Magnitude 7.1 Monday – Yet Another Quake Shakes Japan

This is getting to be a daily event!

Just last Friday Japan had a quake early in our morning of about a 7 and today, at about 4:50 am EST, they had a 7.1.  This one didn't even bother our futures traders and it came after the Nikkei was closed and just after the Japanese Government announced a 50% increase in the size of the evacuation zone, from 20Km to 30Km, but still well short of the US's warning of 50Km and even shorter of other nations who have expanded their evacuation zone to – JAPAN.  

The above chart from the WSJ gives us a daily reactor status at Fukushima and I asked Members this weekend how long they thought it would be before Japanese currency, the third most circulated currency in the World, began showing traces of radioactivity.  My biggest fear for the markets is that the Dollar will make a strong comeback and trash the relative value of stocks and commodities.  

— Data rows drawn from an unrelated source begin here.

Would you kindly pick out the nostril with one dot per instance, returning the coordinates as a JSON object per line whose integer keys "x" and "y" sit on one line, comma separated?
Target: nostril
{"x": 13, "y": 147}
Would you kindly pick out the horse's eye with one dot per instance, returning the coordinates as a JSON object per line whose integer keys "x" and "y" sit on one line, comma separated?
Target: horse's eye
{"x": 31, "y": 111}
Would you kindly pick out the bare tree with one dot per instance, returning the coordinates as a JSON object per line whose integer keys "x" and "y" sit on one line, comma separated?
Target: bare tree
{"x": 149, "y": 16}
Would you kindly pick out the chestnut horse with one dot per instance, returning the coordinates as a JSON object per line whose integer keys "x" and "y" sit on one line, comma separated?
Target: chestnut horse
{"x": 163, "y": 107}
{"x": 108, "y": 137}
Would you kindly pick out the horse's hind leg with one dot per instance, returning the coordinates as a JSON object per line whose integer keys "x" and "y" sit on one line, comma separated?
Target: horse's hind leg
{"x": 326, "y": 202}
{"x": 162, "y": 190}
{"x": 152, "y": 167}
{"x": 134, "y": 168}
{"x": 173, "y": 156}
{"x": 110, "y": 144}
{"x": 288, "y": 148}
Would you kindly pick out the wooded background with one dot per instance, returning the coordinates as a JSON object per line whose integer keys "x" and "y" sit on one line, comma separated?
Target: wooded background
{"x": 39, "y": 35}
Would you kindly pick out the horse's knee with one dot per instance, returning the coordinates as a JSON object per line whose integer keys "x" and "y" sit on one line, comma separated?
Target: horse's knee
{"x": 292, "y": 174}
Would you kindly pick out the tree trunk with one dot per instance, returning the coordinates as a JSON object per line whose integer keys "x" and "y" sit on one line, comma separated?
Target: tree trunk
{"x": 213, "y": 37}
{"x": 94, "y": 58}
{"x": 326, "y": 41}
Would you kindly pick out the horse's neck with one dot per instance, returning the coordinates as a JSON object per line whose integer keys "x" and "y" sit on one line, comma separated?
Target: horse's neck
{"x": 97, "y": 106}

Now that we have a budget deal (such as it is) – with Europe still in turmoil and Japan's currency going into melt-down – what is going to keep the Buck down?

U.S. Retail sales for March were strong – doesn't that mean there's a demand for the Dollar?  Oil prices are at record highs – oil trades in Dollars – doesn't that mean there is demand for Dollars?  The US stock market is enjoying the fastest rise in its history – US stocks are traded in Dollars – where is the demand? 

Clearly something is wrong somewhere in this chain.  Perhaps, as Barron's points out this weekend, it's the ulltra-low volume of the rally, volume levels that usually signal a pending market correction that instead have accompanied a 100% rise in the major indexes since March of 2009. According to Barron's: "Volume and other stats on the back of the market's bubblegum card are raising suspicion without yet handing up an indictment." 

Even as stock volume has ebbed, the business in options has been heavy. CBOE Holdings (ticker: CBOE) reported that last month that average daily volume across all products rose 3% versus the total a year earlier, including a 16% rise in index-options turnover and a 25% gain in options on exchange-traded funds. And instruments tied to the CBOE Volatility Index, or VIX, set a record, despite a steady drop in the market's observed volatility.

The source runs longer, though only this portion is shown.